Auch das Tempo variiert wieder schön innerhalb einzelner Titel. Ein ruhiger Start und es bricht dann beim Refrain aus Daniel heraus, laut und voll auf die 12. In „Aus Versehen“ kommt wahrscheinlich jeder Freund zwischenmenschlicher Abrechnungen auf seine Kosten und man findet sich wieder in einer dieser schönen Parallelen vergangener Begegnungen, die die Liebhaber der Wirtz-Musik immer abfeiern. Ebenso gut appelliert Daniel in „Du fährst im Dunkeln“ gegen den menschlichen Egoismus, den Leichtsinn und den verlorenen Freund – alle wissen sofort Bescheid und ich neigte dazu, die Kopfhörer noch tiefer ins Ohr zu drücken. Daniel spricht uns aus der Seele, mahnend und direkt – ich konnte es bei einigen Textzeilen wieder am eigenen Leibe verspüren.
Doch so schwungvoll und energisch das Album auch beginnt, permanent kann Wirtz die Fahne nicht hochhalten. Vor allem lyrisch knickt der Könner in der zweiten Hälfte etwas ein. Einige Titel kratzen nur an der Oberfläche von Sonne und Mond. Songs wie „Ich weiß es nicht“ warten vergeblich auf den Aha-Effekt und auch die süße Liebeserklärung in „Wenn du willst“ klingt zwar voller Leichtigkeit, bleibt aber dennoch auf der Ersatzbank kleben. Es ist offensichtlich, dass man sich doch eher mit den düsteren Empfindungen verbindet, auch wenn ich mich da gerne gegen wehren und freisprechen möchte. Selbst wenn Daniel „Sehnsucht“ anstimmt, kann ich ihm nur marginal folgen, obwohl der Text mehr hergibt, als ich es herausfühlen kann. Beim ruhigen Ende mit „Das nächste Mal“ kommt das Album aber zu einem sehr guten Abschluss und ich glaube mit jenem Song die eingangs erwähnte Veränderung begriffen zu haben.

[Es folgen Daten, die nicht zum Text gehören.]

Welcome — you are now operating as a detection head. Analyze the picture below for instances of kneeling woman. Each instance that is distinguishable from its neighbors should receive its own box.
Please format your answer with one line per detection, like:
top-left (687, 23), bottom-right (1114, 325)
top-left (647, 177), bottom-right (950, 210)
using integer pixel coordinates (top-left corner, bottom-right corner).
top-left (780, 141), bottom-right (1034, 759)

„Auf die Plätze, fertig, los“ zeigt ein Stück weit, dass Daniel Wirtz sich mit dem Loslassen und neuen Einflüssen auseinandersetze. Das Album wirkt auf mich etwas heller als die Vorangegangenen, mit weniger Wehklagen an die Vergangenheit. Manchmal scheint es wie eine kleine Hommage an das „gute Leben“, welches man nach der Verarbeitung leidiger Dinge wieder führen möchte. Es muss nicht immer alles tief und schmerzlich sein, es kann auch wieder besser werden. Frieden mit Dingen zu schließen bedeutet auch, einfach die Arme Richtung Sonne hochzureissen und sich in die Fluten zu werfen, ohne viel darüber zu grübeln, was morgen passiert. Ich bin mir ziemlich sicher, dass die Songs zusammen live auf der bevorstehenden Tour ihre eigenen Qualitäten entfalten, auch wenn sie nicht alle zu den textlichen Favoriten gehören sollten. Das Talent für große musikalische Gefühlsmomente hat Wirtz noch immer inne, auch wenn es auf „Auf die Plätze, fertig, los“ noch etwas Luft nach oben gibt.

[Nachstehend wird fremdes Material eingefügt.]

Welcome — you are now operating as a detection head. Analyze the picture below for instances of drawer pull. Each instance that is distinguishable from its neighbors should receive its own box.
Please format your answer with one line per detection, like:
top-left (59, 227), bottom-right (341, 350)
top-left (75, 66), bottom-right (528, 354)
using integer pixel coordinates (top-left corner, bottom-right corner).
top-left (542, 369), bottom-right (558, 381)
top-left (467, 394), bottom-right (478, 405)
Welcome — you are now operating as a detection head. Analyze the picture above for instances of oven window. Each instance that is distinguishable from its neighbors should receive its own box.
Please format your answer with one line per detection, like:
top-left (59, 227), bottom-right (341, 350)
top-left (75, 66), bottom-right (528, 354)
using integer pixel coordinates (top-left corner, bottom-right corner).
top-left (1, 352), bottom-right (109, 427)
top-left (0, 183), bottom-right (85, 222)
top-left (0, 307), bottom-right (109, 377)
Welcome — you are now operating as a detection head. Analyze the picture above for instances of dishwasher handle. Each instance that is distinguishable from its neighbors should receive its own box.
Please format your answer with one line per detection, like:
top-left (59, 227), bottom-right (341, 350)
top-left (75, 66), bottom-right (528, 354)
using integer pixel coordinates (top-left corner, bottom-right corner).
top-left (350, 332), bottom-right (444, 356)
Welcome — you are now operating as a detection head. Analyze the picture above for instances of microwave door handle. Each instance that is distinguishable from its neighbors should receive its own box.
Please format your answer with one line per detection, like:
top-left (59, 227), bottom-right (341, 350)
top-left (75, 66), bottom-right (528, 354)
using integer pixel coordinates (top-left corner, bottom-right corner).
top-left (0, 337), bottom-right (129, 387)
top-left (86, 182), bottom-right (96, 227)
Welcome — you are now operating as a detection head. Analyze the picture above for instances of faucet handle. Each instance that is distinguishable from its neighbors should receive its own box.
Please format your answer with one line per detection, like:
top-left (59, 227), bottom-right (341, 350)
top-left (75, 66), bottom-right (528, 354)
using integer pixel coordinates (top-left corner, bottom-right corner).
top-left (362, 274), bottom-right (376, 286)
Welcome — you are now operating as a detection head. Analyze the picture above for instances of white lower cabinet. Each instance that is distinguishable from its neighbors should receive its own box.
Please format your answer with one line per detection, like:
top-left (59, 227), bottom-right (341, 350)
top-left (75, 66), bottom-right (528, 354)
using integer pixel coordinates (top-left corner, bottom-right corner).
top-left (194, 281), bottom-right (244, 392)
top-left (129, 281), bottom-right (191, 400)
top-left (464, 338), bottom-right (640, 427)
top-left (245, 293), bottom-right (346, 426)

Es ist für Fans zwar überflüssig zu erwähnen, aber wer sich bis zum Album-Release am 19. Juni 2015 die Wartezeit noch rockiger gestalten möchte, der kann Daniel Wirtz jeden Dienstag dabei zusehen und zuhören, wie er in der aktuellen Staffel von „Sing meinen Song“ mit anderen Künstlern musiziert.